No podía menos que preguntarse si Sir Harvey no se sentiría tentado a recibir el dinero que el duque le había ofrecido a cambio de ella.

Después de todo, ¿qué podía significar para él una muchachita a la que había tomado bajo su protección dos o tres días antes? Era difícil creer que pudiera sentir por ella algún afecto o lealtad.

Una y otra vez, Paolina sintió que la pregunta martillaba su cerebro y que la atormentaba la duda.

Se movió por la habitación en forma automática, aunque deseaba correr a la ventana y llamarlo a gritos, como si, de algún modo milagroso, su voz pudiera llegar a él, a través de la distancia, hasta Ferrara. Pero, en todo caso, ¿qué podría hacer él si conociera su situación?, se preguntó. Los servidores del duque lo echarían de ahí sin miramientos y él negaría que ella estuviera en su casa. ¿A quién podía recurrir Sir Harvey? ¿Qué ayuda podía obtener en un país extranjero, donde era un desconocido, contra un personaje de tanta importancia?

—¡Ayúdame! ¡Ayúdame! —murmuró entre dientes.

—¿Decía algo, milady? —preguntó el ama de llaves.

—No, nada, gracias —contestó Paolina.

Miró a la mujer como si lo hiciera por primera vez, preguntándose si podría conseguir ayuda de ella.

El ama de llaves era una italiana madura de rostro moreno y Paolina se sintió segura de que era incondicional del duque, a cuya familia debía haber servido toda su vida.

No encontró ya ningún pretexto para demorarse más.

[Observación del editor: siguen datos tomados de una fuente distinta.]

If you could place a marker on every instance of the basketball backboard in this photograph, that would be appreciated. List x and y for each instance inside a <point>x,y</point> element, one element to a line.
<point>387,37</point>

Sabía que el duque la estaba esperando para cenar. Y ¿qué estaría haciendo Sir Harvey? Se preguntó si estaría preparándose para abandonar la hostería y seguir su camino a Venecia, encantado de tener suficiente dinero para vivir con comodidad muchos años.

«¡Ayúdame! ¡Sálvame!».

Su corazón gritó en silencio aquellas palabras y luego, con una dignidad casi patética, bajó con lentitud la gran escalinata hacia el vestíbulo de mármol.